Поезд снова качнуло, но сейчас Ия вовремя уцепилась за ручку, так что только коснулась плечом соседки справа. Эта была совсем не такой, как хамская девица с разноцветными волосами – одета дорого и со вкусом, пахло от нее французскими духами, а не потом и ношеной одеждой, как от соседки слева. Женщина ничего не сказала, однако нахмурилась. Ия предпочла не принимать это на свой счет.
Инна с трудом вывернула руку, чтобы взглянуть на часы.
До встречи оставалось тридцать пять минут. Еще можно успеть.
Рядом с ней стояла ужасная девица – волосы взлохмаченные, прокрашенные разноцветными перьями, давно не мытые… брр! Вот для чего нужна машина – чтобы не сталкиваться с такими особами, не стоять рядом. Противно, а куда денешься в метро?
Но что делать – ее машина, как назло, заглохла. Заглохла в самый неподходящий момент.
Это была последняя капля, переполнившая чашу Инниного терпения. Сегодня вообще ужасный день. Как не задался с утра – так и пошло…
Сначала какой-то козел задел ее на парковке. Сперва Инна ничего не заметила, только услышала странный звук, но не придала ему значения, а когда вышла из машины – увидела глубокую царапину на левом крыле. А тот козел уже уехал.
Пока Инна разглядывала царапину, пока ругалась с охранником, она опоздала. Из-за пробок и так приехала на пределе, а тут потратила еще несколько минут. Самое же обидное – как раз сегодня Кочетов пришел раньше обычного и не преминул все ей высказать.
Демонстративно взглянул на настенные часы и спросил:
– Инна Михайловна, вас повысили?
Она была еще раздражена и не врубилась в его иронию, переспросила:
– Повысили? Да нет как будто. А почему вы решили?
– Потому что вы не считаете необходимым соблюдать трудовую дисциплину.
– Но, Глеб Сергеевич, только пять минут…
– Большие провалы начинаются с маленьких недочетов!
– Но на улицах такие пробки…
– Значит, нужно выезжать раньше!
– Зануда, – прошептала она себе под нос.
Он, кажется, услышал, во всяком случае, взглянул так, что Инну передернуло.
Это было только начало. Но не зря говорят, что как день начнется – так и пойдет.
Едва она разложила свои бумаги и включила компьютер, чтобы просмотреть текущие курсы ценных бумаг, как ее вызвал шеф.

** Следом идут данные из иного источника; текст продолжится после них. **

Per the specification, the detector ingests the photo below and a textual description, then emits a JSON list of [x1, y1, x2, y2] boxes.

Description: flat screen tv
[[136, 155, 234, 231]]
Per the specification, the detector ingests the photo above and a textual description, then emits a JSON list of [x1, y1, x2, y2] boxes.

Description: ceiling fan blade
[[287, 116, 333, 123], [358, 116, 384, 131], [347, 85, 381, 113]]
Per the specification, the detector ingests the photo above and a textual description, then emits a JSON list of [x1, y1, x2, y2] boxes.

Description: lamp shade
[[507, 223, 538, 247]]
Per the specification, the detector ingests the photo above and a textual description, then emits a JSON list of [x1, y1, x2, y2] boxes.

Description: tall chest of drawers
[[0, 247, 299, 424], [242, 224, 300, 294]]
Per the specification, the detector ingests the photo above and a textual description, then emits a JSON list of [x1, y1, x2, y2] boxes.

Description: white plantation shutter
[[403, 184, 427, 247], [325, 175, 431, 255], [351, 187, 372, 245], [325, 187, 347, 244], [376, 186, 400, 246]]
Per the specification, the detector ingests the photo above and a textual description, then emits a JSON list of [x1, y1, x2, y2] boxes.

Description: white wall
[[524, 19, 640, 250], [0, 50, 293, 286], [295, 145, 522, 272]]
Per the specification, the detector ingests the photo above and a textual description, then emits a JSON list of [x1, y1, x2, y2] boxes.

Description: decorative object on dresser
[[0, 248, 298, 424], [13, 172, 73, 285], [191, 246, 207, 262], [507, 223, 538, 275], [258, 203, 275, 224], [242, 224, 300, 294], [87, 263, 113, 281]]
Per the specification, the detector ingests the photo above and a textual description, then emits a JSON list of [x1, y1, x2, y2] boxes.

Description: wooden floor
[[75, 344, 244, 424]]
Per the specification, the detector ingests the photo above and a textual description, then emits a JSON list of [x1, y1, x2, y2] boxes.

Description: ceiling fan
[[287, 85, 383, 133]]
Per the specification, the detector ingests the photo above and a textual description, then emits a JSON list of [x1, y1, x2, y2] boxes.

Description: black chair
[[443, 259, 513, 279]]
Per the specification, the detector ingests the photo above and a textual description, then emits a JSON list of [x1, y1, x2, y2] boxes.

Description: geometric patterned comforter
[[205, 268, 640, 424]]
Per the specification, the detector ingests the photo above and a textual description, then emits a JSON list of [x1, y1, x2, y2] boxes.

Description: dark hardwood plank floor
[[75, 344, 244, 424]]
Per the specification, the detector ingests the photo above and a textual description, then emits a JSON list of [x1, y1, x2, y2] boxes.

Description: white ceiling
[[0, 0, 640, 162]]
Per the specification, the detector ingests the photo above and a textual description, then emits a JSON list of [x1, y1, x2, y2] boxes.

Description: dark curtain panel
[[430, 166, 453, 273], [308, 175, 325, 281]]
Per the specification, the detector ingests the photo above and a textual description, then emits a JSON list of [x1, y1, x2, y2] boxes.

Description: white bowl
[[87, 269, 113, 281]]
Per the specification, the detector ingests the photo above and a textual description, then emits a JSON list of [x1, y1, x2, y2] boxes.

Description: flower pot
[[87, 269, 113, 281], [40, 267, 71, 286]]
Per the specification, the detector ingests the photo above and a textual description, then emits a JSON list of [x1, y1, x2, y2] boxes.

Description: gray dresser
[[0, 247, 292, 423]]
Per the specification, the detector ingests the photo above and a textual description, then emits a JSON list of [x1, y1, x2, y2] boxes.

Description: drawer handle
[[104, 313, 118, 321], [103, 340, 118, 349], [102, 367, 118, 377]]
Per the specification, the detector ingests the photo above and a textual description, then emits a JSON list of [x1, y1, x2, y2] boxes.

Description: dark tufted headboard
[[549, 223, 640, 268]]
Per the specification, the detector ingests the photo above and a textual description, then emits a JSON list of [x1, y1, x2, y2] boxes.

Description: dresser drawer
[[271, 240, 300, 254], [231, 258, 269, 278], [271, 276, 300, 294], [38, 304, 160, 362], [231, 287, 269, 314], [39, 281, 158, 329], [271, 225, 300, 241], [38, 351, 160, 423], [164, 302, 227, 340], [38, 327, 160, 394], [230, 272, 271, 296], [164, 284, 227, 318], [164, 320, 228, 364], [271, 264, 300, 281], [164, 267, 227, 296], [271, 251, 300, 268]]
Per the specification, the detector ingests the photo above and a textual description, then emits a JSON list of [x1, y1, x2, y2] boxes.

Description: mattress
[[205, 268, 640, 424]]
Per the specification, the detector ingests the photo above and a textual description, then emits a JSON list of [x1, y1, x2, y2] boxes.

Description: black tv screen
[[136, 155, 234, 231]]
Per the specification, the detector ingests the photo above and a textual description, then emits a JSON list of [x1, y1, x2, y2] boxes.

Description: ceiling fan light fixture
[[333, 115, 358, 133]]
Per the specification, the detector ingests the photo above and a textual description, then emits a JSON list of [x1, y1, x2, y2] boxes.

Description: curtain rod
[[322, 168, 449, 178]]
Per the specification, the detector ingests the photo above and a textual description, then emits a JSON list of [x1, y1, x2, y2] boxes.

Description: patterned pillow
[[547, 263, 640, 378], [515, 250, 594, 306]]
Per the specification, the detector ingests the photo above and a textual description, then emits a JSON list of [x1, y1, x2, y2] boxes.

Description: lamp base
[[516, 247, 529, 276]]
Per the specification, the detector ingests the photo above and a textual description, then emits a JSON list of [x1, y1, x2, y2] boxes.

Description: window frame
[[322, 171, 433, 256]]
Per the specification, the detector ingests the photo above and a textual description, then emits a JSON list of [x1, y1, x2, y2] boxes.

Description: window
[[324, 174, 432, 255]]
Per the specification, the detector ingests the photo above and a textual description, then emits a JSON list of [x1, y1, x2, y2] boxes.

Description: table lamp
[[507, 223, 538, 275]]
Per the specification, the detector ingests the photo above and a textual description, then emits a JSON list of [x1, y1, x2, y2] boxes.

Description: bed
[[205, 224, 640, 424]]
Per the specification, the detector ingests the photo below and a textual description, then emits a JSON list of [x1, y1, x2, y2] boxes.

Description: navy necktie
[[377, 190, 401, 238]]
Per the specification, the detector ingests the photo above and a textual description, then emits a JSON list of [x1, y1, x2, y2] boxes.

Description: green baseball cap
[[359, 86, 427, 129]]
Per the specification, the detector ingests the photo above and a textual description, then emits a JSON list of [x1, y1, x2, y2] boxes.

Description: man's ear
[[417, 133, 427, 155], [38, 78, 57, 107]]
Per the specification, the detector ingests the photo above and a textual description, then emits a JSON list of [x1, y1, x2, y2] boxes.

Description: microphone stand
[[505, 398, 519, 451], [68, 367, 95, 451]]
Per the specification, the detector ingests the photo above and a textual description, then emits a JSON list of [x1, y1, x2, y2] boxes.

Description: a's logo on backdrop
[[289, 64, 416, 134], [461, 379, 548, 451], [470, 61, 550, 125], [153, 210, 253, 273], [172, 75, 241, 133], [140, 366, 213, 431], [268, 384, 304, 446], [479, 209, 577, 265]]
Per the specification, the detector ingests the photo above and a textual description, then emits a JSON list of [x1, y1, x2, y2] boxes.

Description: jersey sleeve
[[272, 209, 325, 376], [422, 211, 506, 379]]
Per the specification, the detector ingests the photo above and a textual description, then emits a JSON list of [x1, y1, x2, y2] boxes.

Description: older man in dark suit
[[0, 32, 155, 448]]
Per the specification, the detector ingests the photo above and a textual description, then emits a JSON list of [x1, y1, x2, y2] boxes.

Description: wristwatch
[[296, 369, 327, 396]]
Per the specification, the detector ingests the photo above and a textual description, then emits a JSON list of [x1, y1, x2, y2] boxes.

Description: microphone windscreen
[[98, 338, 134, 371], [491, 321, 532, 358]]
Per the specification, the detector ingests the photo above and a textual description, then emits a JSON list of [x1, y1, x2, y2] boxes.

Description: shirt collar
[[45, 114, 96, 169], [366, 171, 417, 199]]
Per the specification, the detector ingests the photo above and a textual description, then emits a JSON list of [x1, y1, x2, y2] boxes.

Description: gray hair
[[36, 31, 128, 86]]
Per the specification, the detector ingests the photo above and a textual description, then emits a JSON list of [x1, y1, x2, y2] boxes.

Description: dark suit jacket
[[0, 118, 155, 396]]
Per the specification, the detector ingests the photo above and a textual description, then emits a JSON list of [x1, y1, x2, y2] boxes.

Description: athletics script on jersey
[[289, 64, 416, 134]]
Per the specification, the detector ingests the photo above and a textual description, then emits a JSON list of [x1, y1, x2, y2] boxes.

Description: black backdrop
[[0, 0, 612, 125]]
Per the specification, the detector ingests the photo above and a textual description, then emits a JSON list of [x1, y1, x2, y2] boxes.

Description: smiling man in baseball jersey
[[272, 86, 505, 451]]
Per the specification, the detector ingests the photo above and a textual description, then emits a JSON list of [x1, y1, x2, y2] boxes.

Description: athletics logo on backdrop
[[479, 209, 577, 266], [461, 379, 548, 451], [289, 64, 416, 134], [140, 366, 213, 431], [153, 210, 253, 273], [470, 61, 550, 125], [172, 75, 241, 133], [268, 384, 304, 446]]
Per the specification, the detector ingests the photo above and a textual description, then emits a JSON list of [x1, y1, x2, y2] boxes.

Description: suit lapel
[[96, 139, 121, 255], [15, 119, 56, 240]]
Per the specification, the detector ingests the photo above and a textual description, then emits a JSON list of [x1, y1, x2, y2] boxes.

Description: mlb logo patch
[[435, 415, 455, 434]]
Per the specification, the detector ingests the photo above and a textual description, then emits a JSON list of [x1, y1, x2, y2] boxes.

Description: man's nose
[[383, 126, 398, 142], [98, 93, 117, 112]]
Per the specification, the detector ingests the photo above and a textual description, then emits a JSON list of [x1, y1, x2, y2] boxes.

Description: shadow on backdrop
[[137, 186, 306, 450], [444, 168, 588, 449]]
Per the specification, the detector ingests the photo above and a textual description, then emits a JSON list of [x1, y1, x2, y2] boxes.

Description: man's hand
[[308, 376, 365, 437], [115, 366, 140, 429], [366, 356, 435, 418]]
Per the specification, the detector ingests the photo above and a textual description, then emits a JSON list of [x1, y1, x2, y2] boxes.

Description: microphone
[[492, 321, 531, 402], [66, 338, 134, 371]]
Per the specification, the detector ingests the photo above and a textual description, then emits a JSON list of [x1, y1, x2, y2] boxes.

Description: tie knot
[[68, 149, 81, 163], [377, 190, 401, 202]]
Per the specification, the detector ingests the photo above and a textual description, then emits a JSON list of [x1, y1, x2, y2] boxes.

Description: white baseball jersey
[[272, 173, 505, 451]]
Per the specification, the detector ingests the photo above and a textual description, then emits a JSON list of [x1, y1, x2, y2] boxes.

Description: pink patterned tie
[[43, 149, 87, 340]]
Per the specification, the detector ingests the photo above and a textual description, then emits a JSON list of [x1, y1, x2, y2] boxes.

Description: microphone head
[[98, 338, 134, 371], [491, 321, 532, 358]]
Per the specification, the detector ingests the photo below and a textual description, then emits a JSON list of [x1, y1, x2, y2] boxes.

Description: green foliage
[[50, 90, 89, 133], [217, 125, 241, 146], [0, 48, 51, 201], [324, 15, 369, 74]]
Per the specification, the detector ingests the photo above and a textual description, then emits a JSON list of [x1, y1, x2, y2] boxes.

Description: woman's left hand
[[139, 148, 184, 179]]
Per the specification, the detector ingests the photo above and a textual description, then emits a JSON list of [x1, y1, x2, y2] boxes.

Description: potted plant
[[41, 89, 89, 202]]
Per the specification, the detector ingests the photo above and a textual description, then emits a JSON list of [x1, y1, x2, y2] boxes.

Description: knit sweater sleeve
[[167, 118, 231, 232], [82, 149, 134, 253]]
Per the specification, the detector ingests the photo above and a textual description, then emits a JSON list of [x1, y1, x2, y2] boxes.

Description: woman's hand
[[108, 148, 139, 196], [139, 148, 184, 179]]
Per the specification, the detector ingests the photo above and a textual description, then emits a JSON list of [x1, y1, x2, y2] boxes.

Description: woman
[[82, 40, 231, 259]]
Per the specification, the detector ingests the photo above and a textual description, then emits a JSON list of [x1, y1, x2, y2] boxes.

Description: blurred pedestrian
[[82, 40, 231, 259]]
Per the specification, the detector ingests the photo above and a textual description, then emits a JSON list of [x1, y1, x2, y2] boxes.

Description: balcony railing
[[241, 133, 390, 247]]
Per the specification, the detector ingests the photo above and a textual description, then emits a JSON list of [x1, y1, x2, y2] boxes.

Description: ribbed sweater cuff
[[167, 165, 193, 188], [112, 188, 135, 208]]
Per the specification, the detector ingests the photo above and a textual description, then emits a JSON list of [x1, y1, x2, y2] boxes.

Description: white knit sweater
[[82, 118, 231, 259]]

Она взяла вчерашний отчет, вошла в его кабинет – и сразу поняла, что шеф не в духе.
– Инна, – проскрипел он, подняв на нее тяжелый взгляд, – Инна, ты видела сегодняшние котировки Дельты?
– Нет еще, Антон Иванович…
– Нет еще? А что же ты делала с утра?
– Я… я только начала просматривать…
– Так я тебе покажу! – Он повернул к ней экран своего компьютера и тяжело задышал, наливаясь красным. – Видишь?
Декабрьские фьючерсы сыпались, как осенние листья.
– Скверно.
– Скверно? Да это катастрофа! Мы теряем миллионы! А все из-за тебя!
– Из-за меня? – Она растерялась от такого поворота. – Мы вместе принимали это решение.
– Это ты меня убедила! Ты повторяла мне, что Дельта надежна, как Гибралтарская скала!
– Но Антон Иванович, все так считали…
– Мне нет дела, как считали все! – Шеф гремел, метал громы и молнии, его голос наполнил кабинет: – Мне нет дела до всех! Я не им плачу большие деньги, а тебе! И ты за все ответишь!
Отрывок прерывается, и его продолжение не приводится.